The first time I saw Bob Dylan was in the Fat Black Pussycat on MacDougal Street in 1961. As he walked by my table I thought, there goes a punk from New Jersey who heard you could get laid in the Village by carrying a guitar case. Four years later I had the same brilliant insight when I saw the unknown-to-me Jimi Hendrix, then Jimmi James, walk by me with a guitar case while I was sitting around the corner at the Night Owl. He then walked to a table in back, took his guitar out of his case, put his feet up on the table, and proceeded to play a killer instrumental version the Beatles “She Said She Said”. Gulp. The next time I saw Bob Dylan he was on the stage at Folk City. I was outside looking through the glass door, and I could see him, but not hear him. However, it was obvious by his moves and that he was wearing a harmonica holder that he could really play. I finally heard him play at the Monday night Folk City Hoot. He played “I’m Gonna Get You, Sally Gal”. I had an instant realization that his singing style was an amalgam of traditional and rock ‘n’ roll. Fuck 1965, his voice had already gone electric. I had previously considered my two loves of traditional music and rock ‘n’ roll to be an incompatible combination, never the twain shall meet and all that. But Dylan showed me how stupidly wrong I was. It was one of the major epiphanies of my life. My head felt like it was bouncing around on the ceiling. After his set I went up to him and did the fanboy gush, which I have continued to do, when appropriate, throughout my life. I live and I will die a proud fanboy. He asked if I would do a favor for him. Anything, anything! I thought, but I just said, “Sure!” The favor was, his friend Jim Kweskin needed a place to stay and could me and my GF put him up? We did, for what ended up being almost two months. 
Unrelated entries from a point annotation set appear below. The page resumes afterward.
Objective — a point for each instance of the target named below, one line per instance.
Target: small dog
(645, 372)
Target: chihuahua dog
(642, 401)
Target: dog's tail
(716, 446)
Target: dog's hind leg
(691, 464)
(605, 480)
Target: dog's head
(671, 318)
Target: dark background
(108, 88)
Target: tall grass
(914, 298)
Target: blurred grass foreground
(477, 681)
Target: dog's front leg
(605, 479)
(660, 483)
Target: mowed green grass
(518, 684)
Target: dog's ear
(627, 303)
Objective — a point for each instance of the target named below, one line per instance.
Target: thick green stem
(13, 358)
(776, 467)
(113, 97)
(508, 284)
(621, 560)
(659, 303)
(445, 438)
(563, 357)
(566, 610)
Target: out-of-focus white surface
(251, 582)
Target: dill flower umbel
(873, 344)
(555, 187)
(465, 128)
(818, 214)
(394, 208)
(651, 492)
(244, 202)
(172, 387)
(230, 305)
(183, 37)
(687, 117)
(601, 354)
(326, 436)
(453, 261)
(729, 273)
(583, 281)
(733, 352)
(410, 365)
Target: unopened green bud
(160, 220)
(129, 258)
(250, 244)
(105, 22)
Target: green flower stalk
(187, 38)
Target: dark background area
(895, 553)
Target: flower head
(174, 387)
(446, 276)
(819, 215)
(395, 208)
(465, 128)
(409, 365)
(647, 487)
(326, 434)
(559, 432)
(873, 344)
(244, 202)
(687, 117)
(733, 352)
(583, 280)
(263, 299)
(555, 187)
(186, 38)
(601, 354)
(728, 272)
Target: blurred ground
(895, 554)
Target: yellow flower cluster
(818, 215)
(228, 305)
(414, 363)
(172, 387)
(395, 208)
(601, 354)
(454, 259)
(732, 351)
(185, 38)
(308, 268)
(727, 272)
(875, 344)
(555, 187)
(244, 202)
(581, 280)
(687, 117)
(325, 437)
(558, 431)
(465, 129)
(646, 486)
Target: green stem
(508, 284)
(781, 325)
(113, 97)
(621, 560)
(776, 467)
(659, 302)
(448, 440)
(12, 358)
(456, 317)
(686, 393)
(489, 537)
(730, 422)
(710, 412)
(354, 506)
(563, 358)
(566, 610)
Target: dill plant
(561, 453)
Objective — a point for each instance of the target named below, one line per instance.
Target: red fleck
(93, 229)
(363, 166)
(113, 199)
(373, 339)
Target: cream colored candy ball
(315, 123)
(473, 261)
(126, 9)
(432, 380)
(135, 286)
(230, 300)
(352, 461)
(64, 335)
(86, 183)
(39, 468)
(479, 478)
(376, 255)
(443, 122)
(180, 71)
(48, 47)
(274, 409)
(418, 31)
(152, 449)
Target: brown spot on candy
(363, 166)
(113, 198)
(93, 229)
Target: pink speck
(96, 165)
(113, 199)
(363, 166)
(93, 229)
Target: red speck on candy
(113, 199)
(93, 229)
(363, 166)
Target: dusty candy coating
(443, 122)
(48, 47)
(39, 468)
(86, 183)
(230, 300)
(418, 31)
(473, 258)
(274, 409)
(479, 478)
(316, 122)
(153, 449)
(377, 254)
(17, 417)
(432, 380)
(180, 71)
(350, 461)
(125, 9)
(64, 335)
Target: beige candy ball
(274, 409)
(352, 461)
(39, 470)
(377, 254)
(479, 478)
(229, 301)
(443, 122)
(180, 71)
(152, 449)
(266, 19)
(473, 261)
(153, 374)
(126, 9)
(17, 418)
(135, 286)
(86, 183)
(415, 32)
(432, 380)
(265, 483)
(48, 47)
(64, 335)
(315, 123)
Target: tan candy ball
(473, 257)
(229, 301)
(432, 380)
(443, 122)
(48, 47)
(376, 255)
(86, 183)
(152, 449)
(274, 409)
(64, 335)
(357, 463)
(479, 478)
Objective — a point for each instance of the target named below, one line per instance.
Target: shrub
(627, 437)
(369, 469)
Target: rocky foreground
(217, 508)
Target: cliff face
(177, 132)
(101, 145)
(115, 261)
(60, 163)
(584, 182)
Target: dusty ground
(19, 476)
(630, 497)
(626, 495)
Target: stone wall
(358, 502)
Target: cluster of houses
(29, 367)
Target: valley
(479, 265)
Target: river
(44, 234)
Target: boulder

A week or so after we met, Robert Shelton’s rave review in the New York Times appeared, and I saw him do another show at Folk City. Seated at a front table were four lovely, chic, upscale, uptown women, who were obviously curious as to what the fuss was about. Here’s 20-year-old scruffy Dylan on stage. The woman all wore bemused what-the-hell expressions. So Dylan hunches his shoulders way up and starts playing and blowing harmonica while doing this goofy shuffling dance, all the while eyeing the ladies at the table, who started giggling and smiling. Charmed the hell out of them in seconds flat. He used to do goofy shit on stage all the time, sort of like a hillbilly Charlie Chaplin. I used to think of him back then as being, besides a musical wonder, a world-class genius clown. But when he quit wearing that little cap seemed to be when he quit being so goofy. Once I was talking to Dave van Ronk about the old goofy Dylan-with-the-cap, and he left the room, returning shortly wearing a sheepish grin and holding the very cap in his hands. I was surprised by how small it looked, as opposed to the iconic manner in which it loomed in my memory. Years later, I asked Dave what happened to the cap, and he said he gave it to his ex-wife (and my ex-manager), Terri Thal. I asked her about it, and she said it went missing when she moved. So it goes.

Another great lesson I learned from Bob Dylan was about my feelings about younger people. He was 20 years old and I was 22 when we met, and I had been disdaining anyone younger than I was. What do those damn kids know about life anyway? But here’s this kid that knew more than I had even dreamed of. And the world remains full of 20-year old kids who know more than I have even dreamed of. 

BTW, speaking of the Great American Songbook, Dylan has been writing songs for as long as Jerome Kern was alive.